“Touchback” is one of those sports
movies that tries hard, but you wish it worked better.
Scott Murphy (Brian Presley) is a
dirt farmer in an age where the guy with the family farm of soybeans just
isn’t going to make a living at it. He’s
already maxed out at the bank, and they won’t loan him any more money.
He has a lovely wife, Macy (Melanie Lynskey) who also loves the farm
life, and two beautiful daughters who come running to see him crying
“Daddy!” every time he walks in the door. But
Scott Murphy is not just miserable because the combine broke and the rains are
coming and the beans got an early frost and the foreclosure papers are already
filed. He still can’t get over the
State championship high school football game, where he was the highly-touted
quarterback prospect, already signed with
, who blew out his knee on the last game-winning play, and there went his
dreams. He’s spent the last 20 years
wishing that he had that game to do over, and obsessing so much about what
might have been that he can’t seem to bring himself to be happy with the
present. And so, on the eve of the big
20th reunion of that magical state championship season, he decides
to end it. Just plug up the exhaust in
the ol’ pickup in the field overlooking the football stadium, and go to
sleep, and all the regrets will be over.
Except that something happens in that
twilight stupor---a kind of wishful return to the glory days, the week of the
big game during his senior year in high school, when he was going out with the
pretty cheerleader (Sarah Wright), and his mother (Christine Lahti) was still
around, and Macy, well, Macy was just a nerd in the band who he didn’t have
time for, but knowing how they later get together, he tries now to be overly
friendly to her, which she finds somewhat creepy.
Actually, the whole scenario is somewhat
creepy. Obviously, you have to make a
decision here, with the casting, whether you’re going to make these
characters believable as thirty-somethings or believable as high schoolers,
but you can’t really do both. Though
Director Dan Handfield gamely tries to have it both ways; it just doesn’t
work. Brian Presley (who’s actually
34), despite his chiseled features, cannot pass for a high school senior.
Even in his dreams. Now they can
put lots of makeup on the Coach (Kurt Russell) and make him look like an adult
who just aged. Kurt Russell has made 91 films and he can actually look
authentic either way.

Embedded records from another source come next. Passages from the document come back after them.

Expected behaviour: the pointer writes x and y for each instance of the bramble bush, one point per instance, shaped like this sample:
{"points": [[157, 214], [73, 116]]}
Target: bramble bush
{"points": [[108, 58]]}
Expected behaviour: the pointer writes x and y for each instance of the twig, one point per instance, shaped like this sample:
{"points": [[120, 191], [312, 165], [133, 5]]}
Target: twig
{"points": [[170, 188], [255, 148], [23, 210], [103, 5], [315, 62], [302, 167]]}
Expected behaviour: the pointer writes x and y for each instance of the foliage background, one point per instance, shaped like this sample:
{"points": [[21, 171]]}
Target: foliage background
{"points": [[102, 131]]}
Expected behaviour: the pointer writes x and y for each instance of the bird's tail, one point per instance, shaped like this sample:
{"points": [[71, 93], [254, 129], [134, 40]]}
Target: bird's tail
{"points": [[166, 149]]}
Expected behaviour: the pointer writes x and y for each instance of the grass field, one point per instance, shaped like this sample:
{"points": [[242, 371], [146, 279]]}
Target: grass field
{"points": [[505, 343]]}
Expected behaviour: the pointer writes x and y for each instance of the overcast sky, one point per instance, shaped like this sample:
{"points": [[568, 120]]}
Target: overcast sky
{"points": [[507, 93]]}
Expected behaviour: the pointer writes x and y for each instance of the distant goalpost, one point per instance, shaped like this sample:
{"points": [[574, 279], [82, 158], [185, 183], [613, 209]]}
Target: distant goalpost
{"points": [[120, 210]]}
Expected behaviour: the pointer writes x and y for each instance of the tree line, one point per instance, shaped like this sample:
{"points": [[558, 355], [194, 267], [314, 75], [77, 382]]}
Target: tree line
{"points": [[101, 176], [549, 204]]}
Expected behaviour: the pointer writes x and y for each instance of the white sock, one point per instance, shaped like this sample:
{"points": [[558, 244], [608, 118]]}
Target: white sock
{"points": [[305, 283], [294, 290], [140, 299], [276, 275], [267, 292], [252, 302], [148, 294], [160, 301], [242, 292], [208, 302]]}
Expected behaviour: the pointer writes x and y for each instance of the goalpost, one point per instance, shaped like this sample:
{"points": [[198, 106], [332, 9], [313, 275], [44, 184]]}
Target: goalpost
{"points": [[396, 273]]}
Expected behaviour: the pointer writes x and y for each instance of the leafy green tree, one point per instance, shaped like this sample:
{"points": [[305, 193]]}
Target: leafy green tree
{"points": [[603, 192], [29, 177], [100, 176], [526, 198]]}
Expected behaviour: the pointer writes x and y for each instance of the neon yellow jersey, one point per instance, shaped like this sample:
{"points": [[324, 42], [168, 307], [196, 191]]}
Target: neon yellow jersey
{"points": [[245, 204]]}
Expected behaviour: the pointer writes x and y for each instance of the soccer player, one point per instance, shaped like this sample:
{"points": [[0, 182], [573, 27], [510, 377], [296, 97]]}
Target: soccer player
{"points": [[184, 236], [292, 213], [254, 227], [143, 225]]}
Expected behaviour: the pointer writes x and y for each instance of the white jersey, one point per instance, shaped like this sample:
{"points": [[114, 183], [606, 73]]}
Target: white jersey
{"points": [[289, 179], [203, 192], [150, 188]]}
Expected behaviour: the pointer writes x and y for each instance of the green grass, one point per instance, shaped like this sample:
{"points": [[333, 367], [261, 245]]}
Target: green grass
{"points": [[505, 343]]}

But casting
middle-aged adults as teenagers just isn’t convincing.
The morale to the story is clear:
you can’t go back to your past and make things any different, anyway,
so you might as well just accept it and move on.
Well, that’s probably good advice for anyone covered up with regret
over some decision made or not made as a youth. But you don’t need a whole
awkward-looking movie to make that point.
Of course, most sermons only serve to
remind us of what we already know. But
this one seems particularly preachy.